If higher multiples relative to listed equity prove sustainable, what further changes might that provoke?
Jagdeep Singh Bachher: Cancer, neurodegenerative diseases and climate change are seemingly intractable problems. The public markets, because of their structure and short-termism, are exceptionally poor at funding solutions for these kinds of major problems. If private equity managers find themselves in a long-term environment where pricing is higher than in the public markets, they will turn to investment in less crowded specialist fields largely ignored or abandoned by public market investors. Among them, I suspect, will be these areas of major medical and environmental challenge, where the potential return could be mind-boggling for everyone. A dangerous evolution for private equity’s focus and edge would be if higher prices drain activity in public markets to the point where regulators and society feel PE should be opened up to retail investors.
Francesca Cornelli: When private equity investment faces challenges, there are always managers who find a solution — sometimes for the better and sometimes for the worse. One way to potentially neutralize the impact of higher pricing that I do think would gain in popularity would be doubling down on private equity’s advantage of long-term ownership by lengthening fund life, as we discussed. Yet, as I mentioned, that could have unforeseen consequences regarding incentives. If higher pricing in private markets continues to shrink public markets, and PE captures an ever-greater share of investing, we could also easily see more regulation of private equity. The danger is that if regulation is not done intelligently and with a light touch, it could kill private equity’s edge over the public markets.

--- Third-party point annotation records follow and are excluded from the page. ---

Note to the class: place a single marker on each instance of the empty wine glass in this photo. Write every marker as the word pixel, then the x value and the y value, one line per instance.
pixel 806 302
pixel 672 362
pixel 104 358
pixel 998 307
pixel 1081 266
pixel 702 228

Bon French: If private multiples stay at a premium to stock multiples, I think we’ll have even bigger mega funds that can step in and buy some of the large cap companies that today only find sufficient financing in public markets. With the contraction of public markets, we’ll also see a much more significant opening up of private equity investment to the mass affluent. This trend is already well underway. JP Morgan, Morgan Stanley, UBS, Vanguard and all the other major traditional money management platforms and investment banks are already working with players like us in private equity to open PE up to individual investors.